Section 3.2 Authentication Request:  In the second full paragraph defining transaction id, the language here probably isn't strong enough.    What it says now is 

   The form of this transaction is left to the RP to decide, but 
   SHOULD be large enough to be resistant to being guessed or attacked.

(Nit: At the very least "transaction" needs to be "transaction id") I think it would be better if the current text is replaced with

   The form of this transaction id is left to the implementer, but it
   MUST be resistant to being guessed or attacked.

I think MUST is justified here because the RP is possibly open to a DOS if the value is guessable.  A paragraph in the security considerations section might be warranted to talk about how to pick good unguessable values, although this has been done many times in many different specs.  Side comment: maybe we need an RFC just for this and then everyone can cite it.

3.3.  Server Response

The problem I see here is that the result sent to the server that is "used to set state in the server accordingly" is not guaranteed to provide a username  that will be useful to the SASL endpoint.  The RP might get a full email address, or might get a bare username.  In the case of an IMAP server supporting multiple domains this may be significant.  The spec really should define how the SASL identities are determined from the response from the OP.

It's possible that this could be solved by moving 6.1 and making it 3.3.1.  Identity mapping seems to fit better here than in security considerations.


Minor issues:

User confusion on names: The problem I see is one of confusion for the user of an OpenID enabled SASL client for Mail.  Some endpoint will need to be given usrename, some will be given an dOpenID endpoint.  Clarifying language might be useful to guide the client implementer.  Is there a disocvery method that the client can use ot go from a username/domain to the OpenID endpoint ot send to the RP?
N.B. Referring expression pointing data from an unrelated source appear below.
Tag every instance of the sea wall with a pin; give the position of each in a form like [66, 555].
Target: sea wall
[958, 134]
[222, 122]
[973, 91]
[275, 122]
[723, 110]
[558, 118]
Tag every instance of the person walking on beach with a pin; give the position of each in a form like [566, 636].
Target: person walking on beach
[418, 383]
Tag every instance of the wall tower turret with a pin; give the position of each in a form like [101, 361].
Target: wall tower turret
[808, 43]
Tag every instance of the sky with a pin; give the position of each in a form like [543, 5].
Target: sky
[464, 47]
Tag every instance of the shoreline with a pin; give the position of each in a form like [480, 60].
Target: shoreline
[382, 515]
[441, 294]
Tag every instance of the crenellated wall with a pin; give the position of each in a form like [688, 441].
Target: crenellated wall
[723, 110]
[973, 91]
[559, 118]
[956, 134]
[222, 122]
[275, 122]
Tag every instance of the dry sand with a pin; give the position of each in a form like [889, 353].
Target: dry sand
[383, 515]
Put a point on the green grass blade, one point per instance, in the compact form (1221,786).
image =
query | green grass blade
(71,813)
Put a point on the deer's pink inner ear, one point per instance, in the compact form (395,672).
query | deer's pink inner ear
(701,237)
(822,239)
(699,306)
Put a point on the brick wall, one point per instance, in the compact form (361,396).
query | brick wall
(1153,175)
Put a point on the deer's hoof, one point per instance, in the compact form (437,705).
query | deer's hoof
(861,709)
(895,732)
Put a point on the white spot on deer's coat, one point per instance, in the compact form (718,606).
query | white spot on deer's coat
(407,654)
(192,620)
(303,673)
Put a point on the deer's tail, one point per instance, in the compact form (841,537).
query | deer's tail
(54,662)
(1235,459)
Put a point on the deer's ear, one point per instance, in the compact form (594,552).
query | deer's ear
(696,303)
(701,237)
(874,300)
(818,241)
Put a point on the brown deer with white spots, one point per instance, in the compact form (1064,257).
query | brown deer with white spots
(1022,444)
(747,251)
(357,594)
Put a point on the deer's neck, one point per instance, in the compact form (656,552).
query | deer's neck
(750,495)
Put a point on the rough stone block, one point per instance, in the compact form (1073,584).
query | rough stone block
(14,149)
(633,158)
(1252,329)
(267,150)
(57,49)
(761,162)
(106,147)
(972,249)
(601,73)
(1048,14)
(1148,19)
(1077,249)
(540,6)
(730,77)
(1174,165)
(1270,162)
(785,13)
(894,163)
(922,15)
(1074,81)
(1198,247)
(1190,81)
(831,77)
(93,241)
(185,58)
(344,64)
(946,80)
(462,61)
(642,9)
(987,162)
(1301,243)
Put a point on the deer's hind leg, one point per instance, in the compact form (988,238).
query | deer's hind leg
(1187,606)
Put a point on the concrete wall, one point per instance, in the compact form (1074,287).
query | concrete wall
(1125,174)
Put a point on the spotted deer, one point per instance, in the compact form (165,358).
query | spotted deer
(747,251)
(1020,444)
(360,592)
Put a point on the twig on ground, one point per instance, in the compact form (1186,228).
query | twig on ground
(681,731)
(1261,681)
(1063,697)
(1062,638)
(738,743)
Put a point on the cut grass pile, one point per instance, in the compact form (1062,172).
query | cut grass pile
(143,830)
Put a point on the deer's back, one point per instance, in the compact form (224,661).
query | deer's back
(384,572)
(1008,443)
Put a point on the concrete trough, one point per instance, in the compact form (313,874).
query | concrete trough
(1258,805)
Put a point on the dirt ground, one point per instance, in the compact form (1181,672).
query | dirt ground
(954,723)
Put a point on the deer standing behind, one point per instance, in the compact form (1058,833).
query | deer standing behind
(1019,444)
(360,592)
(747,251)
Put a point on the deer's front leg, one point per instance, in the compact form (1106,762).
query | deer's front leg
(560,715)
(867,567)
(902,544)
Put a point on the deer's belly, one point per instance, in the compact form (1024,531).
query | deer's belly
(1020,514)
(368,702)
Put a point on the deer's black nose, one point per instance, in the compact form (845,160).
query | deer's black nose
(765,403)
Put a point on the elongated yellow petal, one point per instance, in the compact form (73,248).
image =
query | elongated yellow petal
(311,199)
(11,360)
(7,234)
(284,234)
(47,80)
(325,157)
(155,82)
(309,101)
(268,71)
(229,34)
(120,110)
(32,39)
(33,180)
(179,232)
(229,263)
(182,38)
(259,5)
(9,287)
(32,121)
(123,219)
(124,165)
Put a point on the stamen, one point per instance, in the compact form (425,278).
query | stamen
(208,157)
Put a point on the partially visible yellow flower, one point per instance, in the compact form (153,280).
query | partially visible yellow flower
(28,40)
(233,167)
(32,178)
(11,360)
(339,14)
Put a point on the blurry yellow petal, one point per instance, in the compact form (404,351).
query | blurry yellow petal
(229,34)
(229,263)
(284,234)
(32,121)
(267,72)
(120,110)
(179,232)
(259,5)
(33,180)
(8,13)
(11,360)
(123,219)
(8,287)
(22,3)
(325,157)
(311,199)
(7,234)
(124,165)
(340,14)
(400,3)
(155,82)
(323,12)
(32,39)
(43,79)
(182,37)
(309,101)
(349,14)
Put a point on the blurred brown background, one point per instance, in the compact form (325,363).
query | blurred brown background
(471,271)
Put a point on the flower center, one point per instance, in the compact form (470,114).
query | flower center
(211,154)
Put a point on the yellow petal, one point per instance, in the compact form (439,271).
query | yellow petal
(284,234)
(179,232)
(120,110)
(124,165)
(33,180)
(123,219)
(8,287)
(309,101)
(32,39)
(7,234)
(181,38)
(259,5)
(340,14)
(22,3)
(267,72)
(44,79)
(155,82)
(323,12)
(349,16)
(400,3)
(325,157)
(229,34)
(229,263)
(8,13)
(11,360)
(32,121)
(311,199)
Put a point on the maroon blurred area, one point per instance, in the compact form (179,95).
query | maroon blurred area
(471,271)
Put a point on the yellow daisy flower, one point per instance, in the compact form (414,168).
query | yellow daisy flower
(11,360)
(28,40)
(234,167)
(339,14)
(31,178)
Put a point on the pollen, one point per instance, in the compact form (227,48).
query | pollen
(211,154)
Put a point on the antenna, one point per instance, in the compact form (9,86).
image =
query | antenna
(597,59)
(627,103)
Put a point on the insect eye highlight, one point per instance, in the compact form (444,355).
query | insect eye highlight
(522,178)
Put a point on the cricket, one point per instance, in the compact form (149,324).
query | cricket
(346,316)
More examples:  I'd prefer to see an example of a failure flow included.  I tend to like examples though, and find them helpful in parsing the normative text.

3.3.  Server Response & 3.4.  Error Handling & 5. Example

There's an inconsistency here I think could be better.  In the Exmaple we have a success case where the client returns and empty client message in order to prompt the server to finalize the SASL negotiation.  In the error handling case we have an explicit continuation from the client sending "=".   Is the "=" sign after the error return actually required or can this simply be an empty client message.  This means if the client knows the negotiation is complete and has not gotten a result it just always sends the empty message.


Nits:

Section 1, 4th para, first sentence:  I would change "As currently envisioned, this mechanism is to allow" to "This mechanism allows".

Section 1, 5th para, 2nd sentence: "will continued to be" change continued to continue.